Già ieri quando ancora non erano chiarite le ragioni del gesto dell’aggressore, un uomo italiano di origini marocchine, Salvini aveva abbandonato la prudenza ponendo subito l’accento sugli immigrati. Oggi ribadisce, fa sapere il partito con una nota, di aver “dato mandato a un gruppo di giuristi di rifinire le proposte sulla sicurezza presentate nei giorni scorsi dalle europarlamentari leghiste, a partire dalla revoca del permesso di soggiorno agli stranieri che commettono reati, con immediata espulsione". L'obiettivo è quello di "rendere effettivo e applicabile un meccanismo (sul modello della patente a punti) che preveda la revoca del permesso di soggiorno nei confronti di coloro che commettono reati gravi". Il permesso di soggiorno concesso a un "immigrato è un atto di generosità e fiducia da parte del popolo italiano: se questa fiducia viene tradita, revoca del permesso ed espulsione devono diventare la regola". Risponde l’alleato azzurro, Antonio Tajani, che domani sarà a Modena: "Togliere il permesso di soggiorno a chi delinque?

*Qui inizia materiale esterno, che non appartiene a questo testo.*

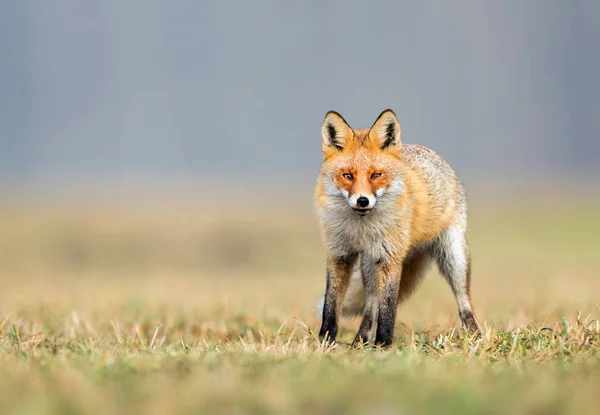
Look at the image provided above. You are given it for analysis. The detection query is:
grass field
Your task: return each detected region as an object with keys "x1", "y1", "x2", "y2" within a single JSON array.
[{"x1": 0, "y1": 193, "x2": 600, "y2": 414}]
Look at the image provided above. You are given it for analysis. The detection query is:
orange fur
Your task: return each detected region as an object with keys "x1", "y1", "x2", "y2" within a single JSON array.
[{"x1": 315, "y1": 110, "x2": 478, "y2": 344}]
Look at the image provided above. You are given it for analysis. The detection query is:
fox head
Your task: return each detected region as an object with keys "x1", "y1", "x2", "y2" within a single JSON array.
[{"x1": 321, "y1": 109, "x2": 404, "y2": 216}]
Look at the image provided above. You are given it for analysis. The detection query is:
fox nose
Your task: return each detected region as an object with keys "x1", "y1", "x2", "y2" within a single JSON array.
[{"x1": 356, "y1": 196, "x2": 369, "y2": 207}]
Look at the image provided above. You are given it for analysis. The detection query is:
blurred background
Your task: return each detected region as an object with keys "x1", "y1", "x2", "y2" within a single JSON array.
[{"x1": 0, "y1": 0, "x2": 600, "y2": 325}]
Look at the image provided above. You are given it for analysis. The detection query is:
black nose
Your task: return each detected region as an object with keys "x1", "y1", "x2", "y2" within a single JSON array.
[{"x1": 356, "y1": 196, "x2": 369, "y2": 207}]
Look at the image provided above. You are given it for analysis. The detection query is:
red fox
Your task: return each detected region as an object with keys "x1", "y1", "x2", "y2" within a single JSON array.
[{"x1": 315, "y1": 109, "x2": 478, "y2": 347}]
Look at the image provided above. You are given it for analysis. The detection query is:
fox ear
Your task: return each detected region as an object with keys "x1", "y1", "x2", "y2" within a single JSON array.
[
  {"x1": 321, "y1": 111, "x2": 354, "y2": 152},
  {"x1": 369, "y1": 110, "x2": 402, "y2": 150}
]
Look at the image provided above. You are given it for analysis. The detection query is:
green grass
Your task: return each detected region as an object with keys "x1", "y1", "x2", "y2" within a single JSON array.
[{"x1": 0, "y1": 197, "x2": 600, "y2": 414}]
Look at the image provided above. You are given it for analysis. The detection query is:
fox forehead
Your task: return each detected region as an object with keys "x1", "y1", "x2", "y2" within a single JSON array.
[{"x1": 325, "y1": 147, "x2": 390, "y2": 173}]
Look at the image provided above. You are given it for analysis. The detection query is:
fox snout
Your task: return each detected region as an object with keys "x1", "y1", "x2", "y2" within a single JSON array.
[{"x1": 348, "y1": 194, "x2": 377, "y2": 215}]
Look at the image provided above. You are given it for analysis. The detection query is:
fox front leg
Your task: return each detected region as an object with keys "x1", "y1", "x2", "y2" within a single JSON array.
[
  {"x1": 375, "y1": 258, "x2": 402, "y2": 347},
  {"x1": 319, "y1": 254, "x2": 358, "y2": 343}
]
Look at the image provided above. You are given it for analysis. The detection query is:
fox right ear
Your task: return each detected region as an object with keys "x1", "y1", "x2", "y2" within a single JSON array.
[{"x1": 321, "y1": 111, "x2": 354, "y2": 152}]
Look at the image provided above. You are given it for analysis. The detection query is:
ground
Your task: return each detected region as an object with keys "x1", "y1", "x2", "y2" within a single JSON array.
[{"x1": 0, "y1": 193, "x2": 600, "y2": 414}]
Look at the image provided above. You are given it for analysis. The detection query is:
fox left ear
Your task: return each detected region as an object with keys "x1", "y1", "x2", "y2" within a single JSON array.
[{"x1": 369, "y1": 109, "x2": 402, "y2": 150}]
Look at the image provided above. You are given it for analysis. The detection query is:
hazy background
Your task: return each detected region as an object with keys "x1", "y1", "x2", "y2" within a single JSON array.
[{"x1": 0, "y1": 0, "x2": 600, "y2": 195}]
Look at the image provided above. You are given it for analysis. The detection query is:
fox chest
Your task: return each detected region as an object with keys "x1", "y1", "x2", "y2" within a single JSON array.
[{"x1": 325, "y1": 217, "x2": 393, "y2": 258}]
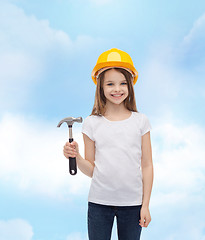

Chi è stato protagonista dell'evento di ieri" a Modena "non aveva un permesso di soggiorno, è cittadino italiano", fa notare il ministro degli Esteri, a margine del congresso regionale di FI in Calabria, sull'ipotesi avanzata dalla Lega. Che ha inviato una lettera al ministro dell'Interno Matteo Piantedosi per chiedergli di "valutare la proposta al Capo dello Stato della concessione della Medaglia al Valor Civile" a Luca Signorelli e a "tutti coloro che si sono resi protagonisti" di un "gesto esemplare a tutela della cittadinanza" intervenendo per bloccare l'uomo che ieri ha falciato in auto alcuni passanti.